February 25, 2026

Début de salon en demi-teinte pour les producteurs Audois

l’essentiel
À mi-parcours du Salon de l’Agriculture de Paris, les producteurs Audois dressent un constat inquiétant.

Difficile pour les exposants de sortir un sourire en ce quatrième jour du Salon de l’Agriculture de Paris. Cette année, un constat global s’impose : la fréquentation est largement en baisse. Si pour l’instant, les organisateurs n’ont pas souhaité communiquer sur le nombre de billets vendus, les producteurs signalent une désertification qui, pour beaucoup d’entre eux, a eu une conséquence énorme sur leur chiffre d’affaires.

“Actuellement je suis à 55 % de ventes en moins, je pense qu’on sera en déficit sur cette édition. Malheureusement, ce qui est perdu ne pourra pas être compensé sur les prochains jours”, regrette Laurent Poloni, apiculteur à la Miellerie des Clauses.
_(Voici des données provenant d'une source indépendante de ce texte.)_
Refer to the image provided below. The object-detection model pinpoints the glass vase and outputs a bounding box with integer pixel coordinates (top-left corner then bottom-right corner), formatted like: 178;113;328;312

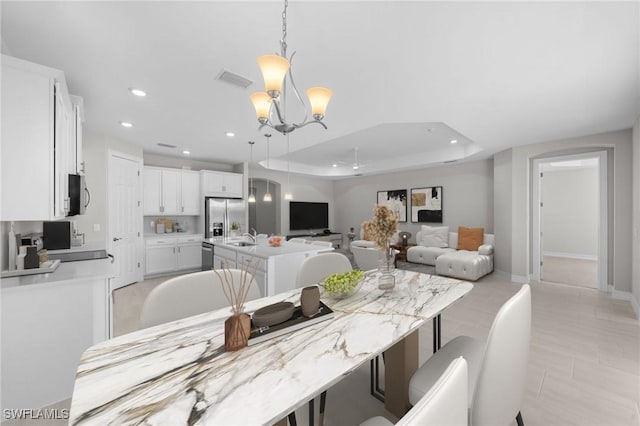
378;243;396;290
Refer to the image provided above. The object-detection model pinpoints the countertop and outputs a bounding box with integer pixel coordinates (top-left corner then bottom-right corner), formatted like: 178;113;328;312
203;238;333;259
0;258;115;291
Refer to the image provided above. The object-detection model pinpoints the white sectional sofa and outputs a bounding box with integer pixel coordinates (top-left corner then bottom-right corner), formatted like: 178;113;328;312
407;231;494;281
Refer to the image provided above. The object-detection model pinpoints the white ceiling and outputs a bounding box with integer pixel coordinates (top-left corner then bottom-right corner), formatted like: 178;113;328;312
0;0;640;177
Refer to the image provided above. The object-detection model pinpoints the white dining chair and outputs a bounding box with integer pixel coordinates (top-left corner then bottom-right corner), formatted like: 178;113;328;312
140;269;261;328
289;251;352;425
311;240;333;247
296;252;353;287
351;246;380;271
409;284;531;426
360;357;469;426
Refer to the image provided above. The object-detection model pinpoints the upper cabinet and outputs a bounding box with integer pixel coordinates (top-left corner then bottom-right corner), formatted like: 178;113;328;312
0;55;76;221
143;166;200;216
200;170;242;198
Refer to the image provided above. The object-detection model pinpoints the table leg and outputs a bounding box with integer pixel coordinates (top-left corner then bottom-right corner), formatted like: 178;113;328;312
384;330;418;418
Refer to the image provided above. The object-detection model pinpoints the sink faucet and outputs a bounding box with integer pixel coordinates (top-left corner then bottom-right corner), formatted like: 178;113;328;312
242;228;258;243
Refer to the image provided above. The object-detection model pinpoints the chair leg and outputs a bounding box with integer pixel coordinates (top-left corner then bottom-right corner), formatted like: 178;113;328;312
318;391;327;426
287;413;298;426
309;399;316;426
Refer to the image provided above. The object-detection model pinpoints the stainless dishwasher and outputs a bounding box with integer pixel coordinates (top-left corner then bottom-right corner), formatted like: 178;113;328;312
202;241;213;271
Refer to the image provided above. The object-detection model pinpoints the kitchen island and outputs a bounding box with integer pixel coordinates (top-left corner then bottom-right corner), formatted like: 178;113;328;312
204;238;333;297
0;259;113;410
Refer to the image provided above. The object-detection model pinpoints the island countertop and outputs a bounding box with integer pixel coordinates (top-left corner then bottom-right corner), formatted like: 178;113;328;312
203;238;333;259
69;271;473;426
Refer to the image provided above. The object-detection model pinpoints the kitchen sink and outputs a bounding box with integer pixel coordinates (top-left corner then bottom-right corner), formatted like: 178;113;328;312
229;241;257;247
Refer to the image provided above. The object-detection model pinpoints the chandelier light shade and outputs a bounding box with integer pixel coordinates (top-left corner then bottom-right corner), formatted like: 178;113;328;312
307;87;333;120
251;0;333;135
258;55;291;98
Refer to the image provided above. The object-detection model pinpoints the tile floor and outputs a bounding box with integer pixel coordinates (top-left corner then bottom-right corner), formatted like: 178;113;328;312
3;268;640;426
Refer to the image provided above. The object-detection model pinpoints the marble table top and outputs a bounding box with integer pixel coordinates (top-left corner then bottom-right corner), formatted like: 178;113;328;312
69;270;473;425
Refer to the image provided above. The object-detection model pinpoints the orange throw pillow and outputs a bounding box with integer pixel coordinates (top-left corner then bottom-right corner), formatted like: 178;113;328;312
458;226;484;251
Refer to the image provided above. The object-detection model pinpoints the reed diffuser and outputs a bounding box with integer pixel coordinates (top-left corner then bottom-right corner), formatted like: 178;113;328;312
213;260;260;352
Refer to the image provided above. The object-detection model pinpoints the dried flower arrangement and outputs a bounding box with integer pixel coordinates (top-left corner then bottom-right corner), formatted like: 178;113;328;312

À l’aube du mi-bilan des 10 jours du Salon de l’Agriculture, il pointe “une tendance très mauvaise, avec le risque que l’année prochaine les producteurs décident de ne pas revenir”.

Même constat au stand des Celliers d’Orfée, qui enregistrent une baisse des ventes de vin de 35 %. “Lundi c’était vraiment la catastrophe, les allées étaient vides toute la journée. J’espère que ce week-end le monde reviendra, parce que là c’est triste. Je me doutais qu’il y aurait moins de personnes à cause de l’absence de vaches mais pas à ce point. J’espère que ce week-end cela ira mieux”, témoigne Cécile Arnaud, assistante commerciale à la cave coopérative des Celliers d’Orfée.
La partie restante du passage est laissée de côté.